Artificial Intelligence (AI) is increasingly integrated into the development and regulation of medicinal products, offering new opportunities in drug discovery, clinical trials, and manufacturing. AI-driven approaches, particularly machine learning and bioinformatics, facilitate target identification, optimize patient selection in clinical trials, and enhance process control in pharmaceutical manufacturing. In the context of biomedicine, AI plays a critical role in predicting drug-target interactions, modeling peptide-MHC binding for immunotherapy, and improving the precision of CRISPR-Cas9 genome editing.

Despite its potential, AI applications in medicinal products present challenges, including data quality, algorithm validation, and regulatory compliance. The necessity for robust performance metrics and risk assessment frameworks is paramount to ensure the reliability and safety of AI-driven methodologies.

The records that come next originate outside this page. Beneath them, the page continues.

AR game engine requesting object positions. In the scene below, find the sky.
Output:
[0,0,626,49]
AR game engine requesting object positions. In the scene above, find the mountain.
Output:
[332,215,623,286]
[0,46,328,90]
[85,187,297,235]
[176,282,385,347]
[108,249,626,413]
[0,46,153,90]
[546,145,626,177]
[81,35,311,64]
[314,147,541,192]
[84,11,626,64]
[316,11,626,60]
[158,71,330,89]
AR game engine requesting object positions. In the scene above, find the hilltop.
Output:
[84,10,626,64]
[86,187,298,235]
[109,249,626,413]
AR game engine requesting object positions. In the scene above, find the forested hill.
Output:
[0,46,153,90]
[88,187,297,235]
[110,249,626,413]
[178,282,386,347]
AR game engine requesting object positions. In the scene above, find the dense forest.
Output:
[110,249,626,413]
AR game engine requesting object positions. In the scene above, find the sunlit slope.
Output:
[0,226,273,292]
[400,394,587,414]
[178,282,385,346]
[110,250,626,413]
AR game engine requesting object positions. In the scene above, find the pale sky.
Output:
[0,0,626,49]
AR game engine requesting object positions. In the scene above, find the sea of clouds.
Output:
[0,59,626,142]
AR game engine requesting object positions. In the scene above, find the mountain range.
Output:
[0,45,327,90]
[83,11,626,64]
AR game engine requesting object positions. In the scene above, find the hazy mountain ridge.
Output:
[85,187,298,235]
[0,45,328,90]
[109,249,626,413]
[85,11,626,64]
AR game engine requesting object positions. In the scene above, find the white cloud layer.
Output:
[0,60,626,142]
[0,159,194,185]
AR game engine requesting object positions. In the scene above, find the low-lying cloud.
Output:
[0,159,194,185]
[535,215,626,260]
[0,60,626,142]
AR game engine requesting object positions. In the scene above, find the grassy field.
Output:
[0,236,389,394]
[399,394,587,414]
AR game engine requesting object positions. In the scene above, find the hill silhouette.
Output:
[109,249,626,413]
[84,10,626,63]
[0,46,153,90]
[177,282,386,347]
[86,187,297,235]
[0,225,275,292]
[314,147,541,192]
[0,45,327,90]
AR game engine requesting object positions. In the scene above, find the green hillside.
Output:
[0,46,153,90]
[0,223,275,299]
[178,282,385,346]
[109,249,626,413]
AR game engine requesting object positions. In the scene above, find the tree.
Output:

Who is this event intended for?: Statisticians, Data Scientists, Researchers, Physicians, etc. interested in quantitative decision making.

What is the benefit of attending?: Information on AI driven approaches in different applications in research and pharmaceutical development.

Brief event overview: Initially a brief introduction to AI will be given, followed by a presentation of various applications in medicinal product lifecycle. Several aspects will be discussed incl. performance, theoretical and practical conditions and also regulatory guidelines.